En conséquence, la SAS MOREL RACHETE TON AUTO sera condamnée à rembourser à Madame [I] [P] le prix d'acquisition du véhicule litigieux, soit la somme de 7.990 euros, outre intérêts au taux légal à compter de la signification du présent jugement. La restitution du véhicule à la SAS MOREL RACHETE TON AUTO sera également ordonnée, à ses frais. La demande de voir dire et juger que, si le véhicule n’est pas récupéré dans les 15 jours après signification le jugement, le véhicule sera considéré comme épave et que cela donnera droit à Madame [I] [P] de le vendre à son profit à tout épavistes sera rejetée, ainsi que la demande tendant à la voir autorisée à procéder à la mise en fourrière du véhicule.
Sur les demandes indemnitaires :
En application des article 1645 et 1646 du même code le vendeur est tenu de la restitution du prix et des dommages et intérêts envers l’acheteur s’il connaissait les vices de la chose et uniquement à la restitution du prix et aux frais de la vente s’il les ignorait.
Il est constant que le vendeur professionnel est présumé avoir connu les vices affectant la chose vendue.
En l’espèce, la SAS MOREL RACHETE TON AUTO est un vendeur professionnel, elle sera donc réputée avoir connu les vices affectant la chose vendue et condamnée à réparer les préjudices subis par Madame [I] [P] en lien avec la vente.
Elle justifie avoir été facturée de la somme totale de 2.334,42 euros au titre des réparations effectuées sur le véhicule depuis l’achat.
Dispositif
En conséquence, la République française mande et ordonne à tous huissiers de justice, sur ce requis, de mettre ladite décision à exécution, aux procureurs généraux et aux procureurs de la République près les tribunaux judiciaires d'y tenir la main, à tous commandants et officiers de la force publique de prêter main-forte lorsqu'ils en seront légalement requis.
Questions fréquentes
Qu'est-ce que la garantie légale de conformité ?

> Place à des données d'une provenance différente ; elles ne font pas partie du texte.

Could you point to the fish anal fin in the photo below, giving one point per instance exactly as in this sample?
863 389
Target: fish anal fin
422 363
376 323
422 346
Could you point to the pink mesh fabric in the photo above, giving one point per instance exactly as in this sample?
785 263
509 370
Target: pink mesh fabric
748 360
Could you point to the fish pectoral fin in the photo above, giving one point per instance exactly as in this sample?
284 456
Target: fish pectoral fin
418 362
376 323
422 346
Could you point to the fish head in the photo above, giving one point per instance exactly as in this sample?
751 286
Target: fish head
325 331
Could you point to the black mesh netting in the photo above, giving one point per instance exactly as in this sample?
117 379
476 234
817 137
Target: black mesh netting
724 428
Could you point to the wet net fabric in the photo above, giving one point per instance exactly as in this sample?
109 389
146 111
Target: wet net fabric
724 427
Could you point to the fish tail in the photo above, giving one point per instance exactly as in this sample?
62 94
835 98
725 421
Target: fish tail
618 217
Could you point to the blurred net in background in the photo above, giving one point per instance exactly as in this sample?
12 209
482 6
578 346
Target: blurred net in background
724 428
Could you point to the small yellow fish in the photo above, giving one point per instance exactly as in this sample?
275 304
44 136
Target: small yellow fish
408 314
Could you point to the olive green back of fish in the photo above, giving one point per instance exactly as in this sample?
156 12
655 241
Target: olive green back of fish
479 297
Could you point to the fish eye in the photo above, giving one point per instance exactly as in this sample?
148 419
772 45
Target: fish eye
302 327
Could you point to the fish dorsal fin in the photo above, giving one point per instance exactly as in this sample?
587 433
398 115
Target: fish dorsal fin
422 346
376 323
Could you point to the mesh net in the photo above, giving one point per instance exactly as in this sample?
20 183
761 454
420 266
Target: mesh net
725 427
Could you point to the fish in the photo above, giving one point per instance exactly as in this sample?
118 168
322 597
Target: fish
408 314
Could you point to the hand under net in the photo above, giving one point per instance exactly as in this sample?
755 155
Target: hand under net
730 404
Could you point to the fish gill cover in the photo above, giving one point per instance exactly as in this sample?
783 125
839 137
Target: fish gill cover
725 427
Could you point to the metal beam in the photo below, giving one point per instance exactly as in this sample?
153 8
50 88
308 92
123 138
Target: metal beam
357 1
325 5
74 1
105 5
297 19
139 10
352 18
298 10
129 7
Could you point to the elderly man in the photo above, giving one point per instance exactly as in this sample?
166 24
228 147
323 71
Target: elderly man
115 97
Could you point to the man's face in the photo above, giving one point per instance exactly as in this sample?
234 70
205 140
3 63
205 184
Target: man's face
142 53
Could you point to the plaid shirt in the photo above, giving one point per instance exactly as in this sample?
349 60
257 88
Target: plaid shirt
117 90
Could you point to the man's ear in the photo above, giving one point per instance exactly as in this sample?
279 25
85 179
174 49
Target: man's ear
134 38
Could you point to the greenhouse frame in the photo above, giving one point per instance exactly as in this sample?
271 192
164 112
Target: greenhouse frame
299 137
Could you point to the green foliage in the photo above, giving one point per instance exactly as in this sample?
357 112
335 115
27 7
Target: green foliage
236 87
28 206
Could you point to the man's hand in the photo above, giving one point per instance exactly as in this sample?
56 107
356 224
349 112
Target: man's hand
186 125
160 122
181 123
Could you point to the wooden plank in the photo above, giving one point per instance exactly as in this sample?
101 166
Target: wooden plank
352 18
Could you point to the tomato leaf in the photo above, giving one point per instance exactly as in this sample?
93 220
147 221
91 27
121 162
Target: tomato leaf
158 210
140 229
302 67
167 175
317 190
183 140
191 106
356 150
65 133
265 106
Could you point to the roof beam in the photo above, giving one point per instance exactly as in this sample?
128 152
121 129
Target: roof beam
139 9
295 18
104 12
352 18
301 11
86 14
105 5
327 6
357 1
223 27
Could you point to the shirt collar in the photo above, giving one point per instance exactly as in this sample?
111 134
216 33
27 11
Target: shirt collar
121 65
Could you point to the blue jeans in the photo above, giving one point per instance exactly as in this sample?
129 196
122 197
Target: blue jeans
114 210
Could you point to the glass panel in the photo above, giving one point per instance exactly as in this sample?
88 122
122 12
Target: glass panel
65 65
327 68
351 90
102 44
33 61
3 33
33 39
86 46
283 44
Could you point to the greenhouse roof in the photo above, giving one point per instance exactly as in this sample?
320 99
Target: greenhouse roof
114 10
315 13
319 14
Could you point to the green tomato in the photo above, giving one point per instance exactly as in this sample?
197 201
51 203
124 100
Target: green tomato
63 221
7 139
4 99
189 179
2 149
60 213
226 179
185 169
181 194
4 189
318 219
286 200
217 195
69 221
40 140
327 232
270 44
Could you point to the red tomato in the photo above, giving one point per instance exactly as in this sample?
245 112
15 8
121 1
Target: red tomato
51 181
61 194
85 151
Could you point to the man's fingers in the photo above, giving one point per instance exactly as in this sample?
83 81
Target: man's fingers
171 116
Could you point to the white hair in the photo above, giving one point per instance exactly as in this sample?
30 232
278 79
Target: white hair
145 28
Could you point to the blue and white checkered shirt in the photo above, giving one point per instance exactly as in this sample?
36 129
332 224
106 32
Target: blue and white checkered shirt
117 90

La garantie légale de conformité est une protection offerte aux consommateurs qui leur permet de demander un remboursement ou une réparation si le bien acheté ne correspond pas aux spécifications du contrat.
Comment puis-je prouver qu'un véhicule a des vices cachés ?
Pour prouver des vices cachés, il est conseillé de conserver tous les documents liés à l'achat, les rapports d'expertise et les factures de réparations effectuées.
Quels sont mes recours si le vendeur refuse de me rembourser ?
Si le vendeur refuse de rembourser, vous pouvez saisir le tribunal compétent pour faire valoir vos droits en vertu de la garantie légale de conformité.
Puis-je demander des dommages et intérêts en plus du remboursement ?
Vous pouvez demander des dommages et intérêts si vous pouvez prouver un préjudice supplémentaire causé par le vice caché, mais cela dépendra des circonstances de chaque cas.
Quel est le délai pour agir en cas de vice caché ?
Le délai pour agir en cas de vice caché est généralement de deux ans à partir de la découverte du vice, mais il est conseillé d'agir rapidement.